BIO 205 – Microbiology Chapter 6 Study Guide

Virus Structure and Life Cycles

1. Viral Structural Components

• Components found in all viruses:

  • Nucleic Acid Genome: Contains the genetic information, either DNA or RNA (never both), which can be single-stranded (ss) or double-stranded (ds), linear or circular. This is the core genetic material essential for viral replication.

  • Capsid: A protein coat surrounding the nucleic acid. It's composed of protein subunits called capsomeres. The capsid protects the genome and determines the shape of the virus. It's also involved in attachment to host cells for non-enveloped viruses.

• Components found in only some viruses:

  • Envelope: A lipid bilayer derived from the host cell membrane (plasma membrane, nuclear membrane, endoplasmic reticulum, or Golgi apparatus) during the budding process. Enveloped viruses are generally more susceptible to environmental factors like detergents and alcohol because the envelope is easily damaged.

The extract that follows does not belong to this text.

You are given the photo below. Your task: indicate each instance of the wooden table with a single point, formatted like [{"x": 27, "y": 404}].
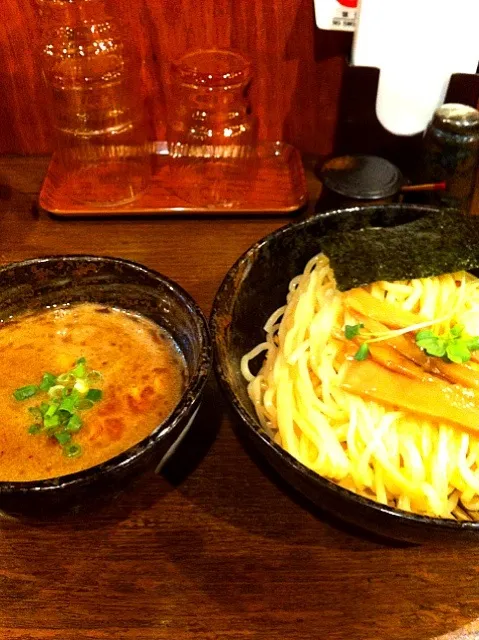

  • Spikes (Peplomers): Glycoprotein projections embedded in the viral envelope (or sometimes extending directly from the capsid in non-enveloped viruses). They are crucial for attachment to specific receptor sites on the host cell and can also play a role in host cell penetration (e.g., fusion).

  • Enzymes: Some viruses carry their own enzymes within the virion, such as reverse transcriptase (retroviruses), RNA-dependent RNA polymerase (negative-sense RNA viruses, dsRNA viruses), or proteases. These enzymes are necessary for specific steps in replication that host cells do not perform.

2. Viral Capsid Shapes

• Helical:

  • Structure: Capsomeres are arranged helically around the nucleic acid, forming a rod-like or filamentous structure. The length of the capsid is determined by the length of the nucleic acid.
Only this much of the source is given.